Manipulating superconducting fluctuations by the Little-Parks-de Gennes effect in ultrasmall Al loops
Neal E. Staley, Ying Liu

TL;DR
This paper reports the experimental observation of the Little-Parks-de Gennes effect in ultrasmall aluminum loops, demonstrating control over superconducting fluctuations and phase coherence restoration using side branches.
Contribution
First experimental demonstration of the Little-Parks-de Gennes effect in ultrasmall Al loops, showing how side branches can manipulate superconducting fluctuations.
Findings
Observed destruction of superconductivity near half-integer flux quanta.
Demonstrated phase coherence restoration via side branches.
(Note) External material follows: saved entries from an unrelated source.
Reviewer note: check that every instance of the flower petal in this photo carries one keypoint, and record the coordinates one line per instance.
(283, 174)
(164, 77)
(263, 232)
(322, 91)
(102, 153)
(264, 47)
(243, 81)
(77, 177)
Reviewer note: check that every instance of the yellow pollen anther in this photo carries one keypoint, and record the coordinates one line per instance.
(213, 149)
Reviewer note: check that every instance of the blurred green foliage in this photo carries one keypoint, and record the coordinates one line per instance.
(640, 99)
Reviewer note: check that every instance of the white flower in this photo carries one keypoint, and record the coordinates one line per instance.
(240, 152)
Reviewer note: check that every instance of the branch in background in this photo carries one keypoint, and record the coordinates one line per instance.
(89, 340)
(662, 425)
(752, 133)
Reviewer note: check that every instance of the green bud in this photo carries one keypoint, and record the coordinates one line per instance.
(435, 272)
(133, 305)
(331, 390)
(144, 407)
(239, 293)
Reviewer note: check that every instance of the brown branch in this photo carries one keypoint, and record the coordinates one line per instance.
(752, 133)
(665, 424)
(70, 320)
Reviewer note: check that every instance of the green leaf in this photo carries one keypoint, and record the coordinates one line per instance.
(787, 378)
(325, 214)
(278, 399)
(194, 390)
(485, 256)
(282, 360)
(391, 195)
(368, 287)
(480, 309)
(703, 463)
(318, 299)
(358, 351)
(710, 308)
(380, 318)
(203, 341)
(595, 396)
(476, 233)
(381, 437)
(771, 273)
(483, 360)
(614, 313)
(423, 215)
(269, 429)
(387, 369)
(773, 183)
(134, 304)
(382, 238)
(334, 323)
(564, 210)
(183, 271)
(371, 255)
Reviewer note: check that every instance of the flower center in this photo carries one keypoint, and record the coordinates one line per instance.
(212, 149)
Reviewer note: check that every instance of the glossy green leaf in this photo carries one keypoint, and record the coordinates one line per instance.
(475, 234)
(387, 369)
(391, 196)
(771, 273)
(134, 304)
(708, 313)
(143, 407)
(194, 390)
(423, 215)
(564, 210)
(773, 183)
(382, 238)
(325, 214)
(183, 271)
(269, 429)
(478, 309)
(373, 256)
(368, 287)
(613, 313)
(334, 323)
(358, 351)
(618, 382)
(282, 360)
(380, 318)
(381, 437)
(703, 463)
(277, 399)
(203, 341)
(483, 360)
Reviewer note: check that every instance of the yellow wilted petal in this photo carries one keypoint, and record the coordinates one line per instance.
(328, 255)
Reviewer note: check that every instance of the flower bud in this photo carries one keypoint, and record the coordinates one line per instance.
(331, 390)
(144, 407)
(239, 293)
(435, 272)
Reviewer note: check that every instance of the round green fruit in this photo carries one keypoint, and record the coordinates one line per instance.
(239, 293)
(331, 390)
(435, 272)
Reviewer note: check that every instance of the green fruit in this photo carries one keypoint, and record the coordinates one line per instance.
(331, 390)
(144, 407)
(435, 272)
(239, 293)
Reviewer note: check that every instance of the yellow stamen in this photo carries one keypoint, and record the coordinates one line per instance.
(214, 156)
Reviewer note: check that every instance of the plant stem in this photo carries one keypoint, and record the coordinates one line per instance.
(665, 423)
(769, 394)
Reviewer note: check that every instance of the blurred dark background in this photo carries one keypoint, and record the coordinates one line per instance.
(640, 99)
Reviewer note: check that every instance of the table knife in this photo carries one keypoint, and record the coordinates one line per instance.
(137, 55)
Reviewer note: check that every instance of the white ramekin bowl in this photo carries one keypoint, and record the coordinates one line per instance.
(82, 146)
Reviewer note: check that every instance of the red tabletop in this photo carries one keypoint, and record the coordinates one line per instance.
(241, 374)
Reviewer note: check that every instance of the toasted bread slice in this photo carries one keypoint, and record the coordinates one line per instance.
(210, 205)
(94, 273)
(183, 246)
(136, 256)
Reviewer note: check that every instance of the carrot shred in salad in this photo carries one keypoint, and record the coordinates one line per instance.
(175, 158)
Validated theoretical predictions in a practical system.
Abstract
The destruction of superconducting phase coherence by quantum fluctuations and the control of these fluctuations have been a problem of long-standing interest, with recent impetus provided by its relevance to the pursuit of very high temperature superconductivity. Building on the work of Little and Parks, de Gennes predicted more than three decades ago that superconductivity could be destroyed near half-integer-flux quanta in ultrasmall loops with a side branch, resulting in a destructive regime. We report the experimental observation of this Little-Parks-de Gennes effect in Al loops prepared by advanced e-beam lithography. We show that the effect can be used to restore the lost phase coherence through side branches.